Few outside Texas would ever think to seek creative inspiration in West Texas. I certainly wouldn't. Today, after the blessing of spring rains, this basically barren landscape is as green as it ever gets, but it still looks eerily god-forsaken.I don't know if it was the landscape that unleashed that flow of creativity. Perhaps the low-grade fever I was running slipped my brainwaves into another gear. Whatever it was, I was grateful for this phenomenon I call Writer's Rush, the opposite of Writer's Block.
Obviously this is not so. As I look with my heart, I see there is something ethereal and mystical about this place. Blog ideas are gushing forth at fire hose velocity. Perhaps Sarabelle, my lifestory writing muse, headquarters here.
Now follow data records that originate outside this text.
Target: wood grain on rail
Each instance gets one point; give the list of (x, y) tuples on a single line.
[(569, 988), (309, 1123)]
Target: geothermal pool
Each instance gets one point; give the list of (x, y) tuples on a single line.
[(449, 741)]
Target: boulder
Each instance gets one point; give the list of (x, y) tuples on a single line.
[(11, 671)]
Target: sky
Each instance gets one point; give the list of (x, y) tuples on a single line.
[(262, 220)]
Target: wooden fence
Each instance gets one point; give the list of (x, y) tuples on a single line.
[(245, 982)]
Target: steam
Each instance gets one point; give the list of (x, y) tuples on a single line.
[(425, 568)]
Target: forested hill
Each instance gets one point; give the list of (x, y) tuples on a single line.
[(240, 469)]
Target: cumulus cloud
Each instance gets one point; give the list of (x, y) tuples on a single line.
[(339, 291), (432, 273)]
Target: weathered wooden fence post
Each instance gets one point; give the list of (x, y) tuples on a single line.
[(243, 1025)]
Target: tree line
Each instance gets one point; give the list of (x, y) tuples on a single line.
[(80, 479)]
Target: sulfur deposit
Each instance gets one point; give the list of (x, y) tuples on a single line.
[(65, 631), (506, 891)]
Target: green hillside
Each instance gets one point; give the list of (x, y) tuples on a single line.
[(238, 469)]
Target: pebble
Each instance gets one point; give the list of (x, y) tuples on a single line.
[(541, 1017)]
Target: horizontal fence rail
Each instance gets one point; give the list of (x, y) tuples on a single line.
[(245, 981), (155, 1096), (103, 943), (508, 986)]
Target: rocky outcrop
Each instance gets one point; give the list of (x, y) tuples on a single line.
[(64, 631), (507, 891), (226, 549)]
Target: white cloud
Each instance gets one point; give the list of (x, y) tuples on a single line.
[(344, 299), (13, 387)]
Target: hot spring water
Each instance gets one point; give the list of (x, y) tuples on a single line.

I know better than to spurn Sarabelle's offering, and I know better than to leave home without paper and pencil. Right now, if I were a poet, I'd write An Ode to Sarabelle, but alas, a poet I am not.
I'll simply honor her gifts by writing them down and urge you to do likewise when she leaves memory morsels in unexpected places. She doesn't require that you write a whole, finished story on the spot. She's happy if you simply jot a few words or a couple of sentences — enough to lock the idea in your mind.
Thank you, Sarabelle
You needn't travel to west Texas or run a low-grade fever to experience Writer's Rush yourself. Spending time with other lifestory writers in a writing group, reading lists of prompts, or simply talking with friends and family about "the good old days" is generally enough to get most people spinning out story ideas. Just don't forget to jot down a few notes about each one to keep Sarabelle feeling appreciated.